Ese viaje interior de la memoria, como lugar de acopio, tamizada por la experiencia del paisaje, atraviesa también sus poemarios anteriores —y, en parte, su obra narrativa—. Un paisaje introspectivo que evoca la infancia, la juventud, cuando vivía en un barrio periférico de Madrid, —“sobrante”, “escarmentado”— el Barrio de la Alegría —“ciudad externa o derrotada”, “Una Ciudad Lineal / de días infinitos y tranvías difíciles”—, hasta acabar en otro barrio de promoción pública: la UVA de Hortaleza.
Sin embargo, Cuaderno de historia no es un libro aventado por la melancolía. La existencia es, para Manuel Rico —irremediablemente—, “intemperie”, “presente en fuga”, tal como anticipan los títulos de algunas de las secciones del libro. Movimiento, en definitiva. Pero lo que registran sus poemas no son movimientos sísmicos sino ligeras vibraciones, apenas perceptibles, capaces de cambiar a cada instante nuestra manera de mirar, de vivir la realidad y, por lo tanto, el lenguaje. Esa palabra hecha de tiempo que es la poesía.
Estamos ante un cuaderno que se gesta y se construye —tal y como queda explicado en el Epílogo del propio autor— durante diez años, alrededor de un poema matriz, que se resiste a cerrarse. Ese poema es “Calle canal de Mozambique. 1963”, la calle de su infancia, donde todo comienza y en el que “Los años nos revelan, de pronto, la dimensión de la ceniza”.

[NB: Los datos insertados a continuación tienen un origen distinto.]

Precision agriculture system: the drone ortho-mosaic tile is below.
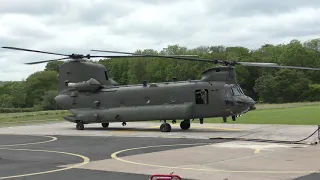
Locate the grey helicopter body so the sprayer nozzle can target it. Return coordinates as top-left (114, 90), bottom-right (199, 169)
top-left (3, 47), bottom-right (320, 132)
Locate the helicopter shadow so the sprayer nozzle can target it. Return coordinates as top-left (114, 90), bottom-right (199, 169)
top-left (68, 125), bottom-right (247, 133)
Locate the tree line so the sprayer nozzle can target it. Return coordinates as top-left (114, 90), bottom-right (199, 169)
top-left (0, 38), bottom-right (320, 112)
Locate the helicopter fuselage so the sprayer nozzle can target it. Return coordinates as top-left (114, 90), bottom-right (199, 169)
top-left (55, 80), bottom-right (254, 124)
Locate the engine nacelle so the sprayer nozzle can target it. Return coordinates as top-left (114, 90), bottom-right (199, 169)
top-left (68, 78), bottom-right (102, 92)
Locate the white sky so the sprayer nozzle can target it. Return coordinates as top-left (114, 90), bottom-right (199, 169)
top-left (0, 0), bottom-right (320, 81)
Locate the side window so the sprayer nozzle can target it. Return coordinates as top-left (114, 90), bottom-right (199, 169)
top-left (195, 89), bottom-right (209, 104)
top-left (104, 71), bottom-right (109, 80)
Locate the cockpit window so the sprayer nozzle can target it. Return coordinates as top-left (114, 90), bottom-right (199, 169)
top-left (231, 87), bottom-right (244, 96)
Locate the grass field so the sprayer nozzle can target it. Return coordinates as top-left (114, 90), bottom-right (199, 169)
top-left (0, 102), bottom-right (320, 126)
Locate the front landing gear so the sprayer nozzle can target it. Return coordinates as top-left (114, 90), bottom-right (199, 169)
top-left (76, 122), bottom-right (84, 130)
top-left (180, 120), bottom-right (190, 130)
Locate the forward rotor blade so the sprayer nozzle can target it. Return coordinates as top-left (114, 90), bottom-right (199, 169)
top-left (91, 50), bottom-right (199, 57)
top-left (2, 46), bottom-right (69, 56)
top-left (24, 57), bottom-right (69, 64)
top-left (91, 50), bottom-right (211, 63)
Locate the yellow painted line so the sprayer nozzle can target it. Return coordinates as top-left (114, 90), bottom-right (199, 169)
top-left (108, 130), bottom-right (137, 134)
top-left (0, 136), bottom-right (57, 147)
top-left (254, 148), bottom-right (261, 154)
top-left (0, 148), bottom-right (90, 179)
top-left (111, 143), bottom-right (317, 174)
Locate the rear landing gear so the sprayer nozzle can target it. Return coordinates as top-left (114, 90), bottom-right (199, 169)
top-left (101, 123), bottom-right (109, 128)
top-left (223, 117), bottom-right (227, 122)
top-left (160, 123), bottom-right (171, 132)
top-left (76, 122), bottom-right (84, 130)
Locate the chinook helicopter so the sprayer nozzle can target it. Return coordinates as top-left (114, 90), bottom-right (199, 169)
top-left (2, 47), bottom-right (320, 132)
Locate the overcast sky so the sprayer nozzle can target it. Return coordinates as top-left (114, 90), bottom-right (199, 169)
top-left (0, 0), bottom-right (320, 81)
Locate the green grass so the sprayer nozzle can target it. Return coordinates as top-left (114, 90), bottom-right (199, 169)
top-left (0, 102), bottom-right (320, 126)
top-left (0, 111), bottom-right (69, 127)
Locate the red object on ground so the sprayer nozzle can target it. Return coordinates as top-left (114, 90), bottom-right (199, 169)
top-left (150, 174), bottom-right (182, 180)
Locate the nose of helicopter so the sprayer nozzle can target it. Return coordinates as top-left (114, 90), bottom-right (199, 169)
top-left (54, 95), bottom-right (70, 109)
top-left (232, 96), bottom-right (255, 110)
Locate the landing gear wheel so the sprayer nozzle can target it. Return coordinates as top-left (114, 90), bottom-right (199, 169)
top-left (160, 123), bottom-right (171, 132)
top-left (101, 123), bottom-right (109, 128)
top-left (76, 122), bottom-right (84, 130)
top-left (180, 121), bottom-right (190, 130)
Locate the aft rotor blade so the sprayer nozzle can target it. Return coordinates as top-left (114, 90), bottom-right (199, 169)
top-left (236, 62), bottom-right (279, 67)
top-left (25, 57), bottom-right (69, 64)
top-left (89, 55), bottom-right (144, 58)
top-left (2, 46), bottom-right (69, 56)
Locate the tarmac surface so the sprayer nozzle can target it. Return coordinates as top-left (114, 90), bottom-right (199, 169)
top-left (0, 122), bottom-right (320, 180)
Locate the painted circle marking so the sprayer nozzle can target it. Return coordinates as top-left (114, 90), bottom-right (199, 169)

Cuaderno de historia arranca con un primer apartado de dos poemas que encuadran la mirada desde la perplejidad que nos trajo la pandemia y el confinamiento y que anticipan las distintas maneras de concebir la historia: la historia como legado, el recuerdo infantil atesorado en los pequeños detalles, los amigos, los viajes, la militancia… Espléndidos poemas que nos traen resonancias de otros poemarios anteriores, como La densidad de los espejos, que también se fue construyendo también a partir de un poema: “Recuerdo con luna”. Pero lo que hace la diferencia y convierte Cuaderno de historia en una experiencia plena con el lenguaje y donde la poesía de la memoria se pregunta por la memoria misma, es la necesidad del poeta de que hable el vacío. De nombrar ese hueco dejado por la historia. Porque en el acto mismo de recordar hay también una herida que sangra lo perdido.
Y es, precisamente, ese no lugar lo que Manuel Rico rescata a lo largo del libro. Ese no lugar es el de la poesía, el de la creación por el lenguaje, única manera de trascendencia posible, de vencer a la muerte. Un poema que nos lleva “a vivir el no lugar, el tránsito vacío / entre dos escenarios de la vida, / de la muerte tal vez” es el titulado “Taxi en la noche”, donde no existe el pasado, pero tampoco el presente. O “El olor a café”, un homenaje al padre en el que afirma que “El tiempo entrega a veces certezas que descubres / cuando ya nada anuncian, cuando tan sólo encienden / la verdad sin consuelo de cuanto se descubre / demasiado tarde”.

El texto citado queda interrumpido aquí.